Continua a ser assim no trabalho que estão a desenvolver no litoral alentejano, com quatro comunidades piscatórias do concelho de Odemira. “Agora trabalhamos também como consultores, algo que nunca pensámos fazer quando o TASA começou — o que queríamos era falar com aquelas pessoas, aprender com elas, provar aguardente nova”, diz, ilustrando a proximidade que sempre promoveram.
A mulher que inventa árvores
A proximidade entre designers e artesãos, garante Ministro, continua a ser um dos ingredientes do TASA. Assim como a combinação de saberes numa peça só e que permite juntar Fernando Martins ao oleiro Francisco Eugénio para fazer colheres de servir, e Cremilde Lourenço a Pedro Piedade, dono da única olaria de Loulé, para produzir potes de barro.
Piedade, 43 anos, é o mais novo dos artesão do projecto (a média de idades ronda os 60 e Cremilde Lourenço é a mais velha). A olaria é um negócio de família, a que começou a dedicar-se quando deixou de estudar, aos 16 anos, e muito por causa da morte do pai e do irmão, que foram seus mestres. “Eu não queria fazer isto, mas também não queria que acabasse. Tive de me decidir.” Hoje não se arrepende, mas garante que não obrigará a única filha, Inês, a seguir-lhe as pisadas.
As peças que produz para o TASA — potes, candeeiros, reservatórios de vinho e os recipientes incorporados nas tábuas de cozinha — são feitas à mão, mas tem na olaria uma máquina para as peças abertas (pratos, travessas…) que produz em série, e o forno chega a cozer mais de mil peças por mês, que depois são vendidas na loja da família em Quarteira. Tomou o gosto ao barro quando começou a trabalhar na roda. “No tempo do meu pai, havia uma olaria em cada canto da cidade”, diz. Pedro Piedade não tem paciência para ensinar, mas gosta de experimentar e é por isso que já passaram pela sua olaria designers da Eslováquia e até do Cazaquistão.
Sentado à roda, com a cana, a faca, a espátula e o fio de pesca à mão, este oleiro está sempre pronto para desafios. Cremilde Lourenço tem idade para ser mãe dele, mas partilha o mesmo espírito de inovação. Falar com esta mulher de energia inesgotável implica abrir o dicionário (isto para quem nasceu e cresceu em Lisboa, claro). Ela explica com calma o que é uma capacha (tapete) ou uma cedoura (base para tachos), mostra como se faz a empreita, arte que até já chegou a ensinar a um casal de japoneses que João Ministro levou a sua casa num workshop do TASA, e fala do seu dia-a-dia com simplicidade. A rotina é marcada pela vida de casa e do campo — é casada há 54 anos, tem três filhos, quatro netos e um bisneto —, com alvorada às sete e o trabalho artesanal interrompido sempre que é preciso apanhar azeitona ou alfarroba.
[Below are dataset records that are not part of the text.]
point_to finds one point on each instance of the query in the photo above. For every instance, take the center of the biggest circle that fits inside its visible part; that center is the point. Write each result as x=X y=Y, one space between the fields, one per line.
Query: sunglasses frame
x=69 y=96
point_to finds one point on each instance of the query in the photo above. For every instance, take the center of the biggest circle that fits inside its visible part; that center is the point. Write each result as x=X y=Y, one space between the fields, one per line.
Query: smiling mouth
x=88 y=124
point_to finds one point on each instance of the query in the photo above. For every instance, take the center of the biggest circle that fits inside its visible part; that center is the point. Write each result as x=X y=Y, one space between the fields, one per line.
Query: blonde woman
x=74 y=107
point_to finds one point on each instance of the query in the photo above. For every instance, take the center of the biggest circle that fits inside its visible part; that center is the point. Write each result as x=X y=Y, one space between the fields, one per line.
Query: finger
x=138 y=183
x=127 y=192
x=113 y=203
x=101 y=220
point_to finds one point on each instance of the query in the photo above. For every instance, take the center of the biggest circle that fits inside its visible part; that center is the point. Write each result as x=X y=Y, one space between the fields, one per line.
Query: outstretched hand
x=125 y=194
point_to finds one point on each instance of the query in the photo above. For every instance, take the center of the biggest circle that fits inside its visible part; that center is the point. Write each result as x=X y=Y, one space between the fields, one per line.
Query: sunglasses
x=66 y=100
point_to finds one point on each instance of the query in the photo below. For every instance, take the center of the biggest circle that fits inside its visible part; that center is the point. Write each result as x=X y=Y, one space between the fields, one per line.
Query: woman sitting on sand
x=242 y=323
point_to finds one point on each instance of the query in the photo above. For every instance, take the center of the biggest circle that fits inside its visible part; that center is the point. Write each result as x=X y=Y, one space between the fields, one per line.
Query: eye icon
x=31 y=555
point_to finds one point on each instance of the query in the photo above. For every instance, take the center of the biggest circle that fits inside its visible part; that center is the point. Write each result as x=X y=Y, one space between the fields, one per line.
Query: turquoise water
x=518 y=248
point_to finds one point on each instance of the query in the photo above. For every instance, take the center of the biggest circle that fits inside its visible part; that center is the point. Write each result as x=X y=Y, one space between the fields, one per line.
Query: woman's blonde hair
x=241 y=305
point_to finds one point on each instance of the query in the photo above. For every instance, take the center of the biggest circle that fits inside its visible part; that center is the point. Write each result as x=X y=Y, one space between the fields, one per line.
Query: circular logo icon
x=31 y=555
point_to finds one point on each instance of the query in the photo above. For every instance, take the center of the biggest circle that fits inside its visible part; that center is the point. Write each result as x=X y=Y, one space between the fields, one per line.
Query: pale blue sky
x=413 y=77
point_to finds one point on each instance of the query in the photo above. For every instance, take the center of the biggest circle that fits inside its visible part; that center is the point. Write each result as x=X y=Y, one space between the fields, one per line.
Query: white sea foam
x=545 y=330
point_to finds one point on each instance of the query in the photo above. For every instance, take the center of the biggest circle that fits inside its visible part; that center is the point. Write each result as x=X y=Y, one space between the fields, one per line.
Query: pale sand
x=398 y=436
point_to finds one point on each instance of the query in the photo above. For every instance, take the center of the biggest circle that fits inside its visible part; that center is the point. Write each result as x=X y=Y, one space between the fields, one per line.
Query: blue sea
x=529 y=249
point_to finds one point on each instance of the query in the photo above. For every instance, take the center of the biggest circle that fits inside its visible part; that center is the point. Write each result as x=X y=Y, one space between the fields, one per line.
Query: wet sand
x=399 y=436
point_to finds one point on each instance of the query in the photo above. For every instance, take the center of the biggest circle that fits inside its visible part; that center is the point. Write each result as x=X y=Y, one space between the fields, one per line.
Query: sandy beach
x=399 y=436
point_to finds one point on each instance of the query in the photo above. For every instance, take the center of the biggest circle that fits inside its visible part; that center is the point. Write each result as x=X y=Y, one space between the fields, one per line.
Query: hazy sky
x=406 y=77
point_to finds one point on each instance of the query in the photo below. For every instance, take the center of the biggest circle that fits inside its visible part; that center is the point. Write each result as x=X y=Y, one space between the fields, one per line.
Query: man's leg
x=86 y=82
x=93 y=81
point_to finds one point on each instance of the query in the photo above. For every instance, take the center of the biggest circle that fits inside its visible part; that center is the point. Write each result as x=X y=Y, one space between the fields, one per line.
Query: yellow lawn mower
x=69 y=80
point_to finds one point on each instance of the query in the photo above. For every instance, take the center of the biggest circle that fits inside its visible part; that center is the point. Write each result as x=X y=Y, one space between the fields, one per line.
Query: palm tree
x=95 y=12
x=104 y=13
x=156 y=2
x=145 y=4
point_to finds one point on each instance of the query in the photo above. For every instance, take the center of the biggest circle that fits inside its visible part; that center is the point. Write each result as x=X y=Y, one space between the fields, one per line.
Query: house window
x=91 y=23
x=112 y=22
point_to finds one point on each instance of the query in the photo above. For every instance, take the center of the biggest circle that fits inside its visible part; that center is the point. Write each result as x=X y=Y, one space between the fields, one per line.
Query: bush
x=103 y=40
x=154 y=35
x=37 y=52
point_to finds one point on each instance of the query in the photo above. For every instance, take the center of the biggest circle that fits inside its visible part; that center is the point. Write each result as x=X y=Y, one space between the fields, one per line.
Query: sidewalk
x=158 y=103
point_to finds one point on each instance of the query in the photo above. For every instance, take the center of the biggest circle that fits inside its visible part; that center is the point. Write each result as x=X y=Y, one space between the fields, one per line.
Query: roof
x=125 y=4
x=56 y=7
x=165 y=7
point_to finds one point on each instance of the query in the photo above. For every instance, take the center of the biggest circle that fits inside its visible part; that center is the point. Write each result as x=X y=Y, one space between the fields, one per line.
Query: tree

Muito perfeita na execução — “tenho vaidade de fazer bem”, diz —, faz para o TASA tampas de potes e delicadas malas de caminhada com folha de palma entrançada. Já ganhou vários prémios do Instituto de Formação Profissional — foi num dos seus cursos que aprendeu a arte — e está sempre a experimentar. “Gosto que venham cá [os designers] porque explicam muito bem, com muito cuidado. E mesmo para mim, que tenho a quarta classe feita há 64 anos. Têm de vir pessoas de fora porque numa terra em que os outros sabem o mesmo ou até menos do que a gente não se evolui, não se aprende.”
Começar na empreita não foi fácil — “quando nós não sabemos, as nossas mãos também não sabem e mesmo que o cérebro pense como se faz, elas não se ajustam” —, levou tempo. “Só se pode começar velha, como eu comecei. Também experimentei o esparto, mas até chorava. Era muito duro.”
Tudo o que Cremilde Lourenço leva às feiras, assegura João Ministro, desaparece em segundos, de tão cuidadas são as peças. Esta artesã, que passa quase todos os tempos livres na sua salinha de costura, ainda tem tempo para “inventar árvores” para a festa da espiga, como aquela amendoeira que hoje tem na sala, com 500 flores em papel de seda. “Os filhos e os netos querem outras coisas, mas eu quero isto. Quando estou a trabalhar, não sinto passar o tempo, não tenho vagar.”